Overview: what is a Variable Capital Company (VCC)

 

A VCC is a private limited company that may be established as either a standalone entity or an umbrella structure housing multiple entities known as “cells”, with the idea being that the assets and liabilities of each cell will be ring-fenced from each other. The VCC acts as a platform for the underlying cells, centralising compliance, reporting and management functions. A distinguishing feature of a VCC is its capital flexibility, which, in contrast to traditional fixed capital companies, allows for dividends to be paid out of capital and for its capital to adjust in line with its net asset value.

 

Segregated Cells vs Incorporated Cells

 

A VCC can be established with one of two different types of cells: (i) segregated or (ii) incorporated. A VCC cannot be established with both types of cells. A segregated cell will not have a separate legal personality from the VCC, and all segregated cells (and the VCC) shall together form a single body corporate.
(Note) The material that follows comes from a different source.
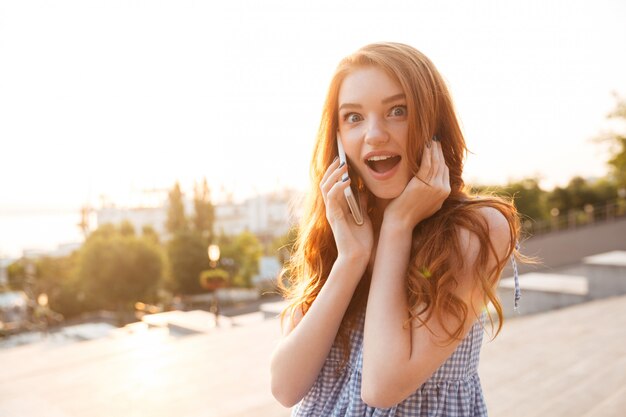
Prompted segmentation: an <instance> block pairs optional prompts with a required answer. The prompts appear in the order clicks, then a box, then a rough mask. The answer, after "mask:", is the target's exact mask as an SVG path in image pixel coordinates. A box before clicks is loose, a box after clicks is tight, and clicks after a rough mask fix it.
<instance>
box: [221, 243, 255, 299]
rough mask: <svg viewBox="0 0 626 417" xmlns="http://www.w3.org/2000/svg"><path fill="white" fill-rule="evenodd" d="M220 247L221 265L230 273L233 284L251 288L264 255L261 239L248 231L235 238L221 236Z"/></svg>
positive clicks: (248, 287)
By contrast, each incorporated cell shall be a standalone body corporate, distinct from every other incorporated cell and from the VCC itself, with each incorporated cell also having its own set of articles of association. It should be noted that, in either case, the VCC will not itself own shares in an incorporated cell and accordingly there shall be no parent/subsidiary relationship.

 

Whether a VCC is established with segregated cells or incorporated cells will depend on the investment (and other) objectives of the VCC. While segregated cells are anticipated to be simpler, more cost-efficient and to entail less administrative burden, incorporated cells are expected to be more easily “detached” from the VCC structure, making them the preferred option where there is a high likelihood of a future restructuring.

 

Flexible Share Capital

 

The share capital of a VCC is proposed to be equal to its net asset value (NAV). Accordingly, the share capital of a VCC shall be variable and expand or contract in line with the NAV of the VCC. This is in contrast to a traditional fixed capital company whose share capital is equal to the nominal value of each share multiplied by the number of shares issued. The payment of distributions to shareholders is also tied to NAV, allowing more flexibility when compared to fixed capital companies which permit such payments to be made from realised profits only.

 

VCCs are also expected to be simpler from a corporate governance perspective. The issuance and buyback of shares and the payment of distributions can all be authorised by the board of directors, negating the usual requirement for shareholder approval.

 

Other Key Features

 

> Qualifying requirements: the VCC and all of its cells must satisfy the DIFC Registrar of Companies (the Registrar) that either it is: (i) proposed to be controlled by GCC Persons, Authorised Firms or DIFC Registered Persons; (ii) is being established to hold GCC Registerable Assets; or (iii) is being established for a Qualifying Purpose. Examples of Qualifying Purposes include aviation, crowdfunding, intellectual property, maritime structures and so called “Secondaries Structures”, which have been newly introduced by the VCC Regulations as a Qualifying Purpose and are defined as: “a corporate structure established for the purpose of facilitating the transfer of investment assets, partnership interests or Securities from primary investors to secondary investors or for any subsequent transfer”;

 

> Share register: A VCC must keep a share register in respect of itself and each cell. A VCC may appoint a “Register Keeper” which must be a corporate service provider or someone approved by the Registrar as suitably experienced;

 

> Duties and liabilities of officers: the usual directors’ duties under DIFC Law 5 of 2018 shall apply to a VCC and directors of any incorporated cells, with additional duties particular to the unique legal and structural nature of a VCC.

 

Conclusion

 

Following an initial public consultation period, the deadline for providing feedback on the draft VCC Regulations passed on 24 July 2025. The DIFCA is now in the process of reviewing the comments received and considering if any further refinements are required to the draft regulations. Upon their enactment, the VCC Regulations promise to offer a versatile structure that will appeal to investors in the DIFC and the wider GCC region.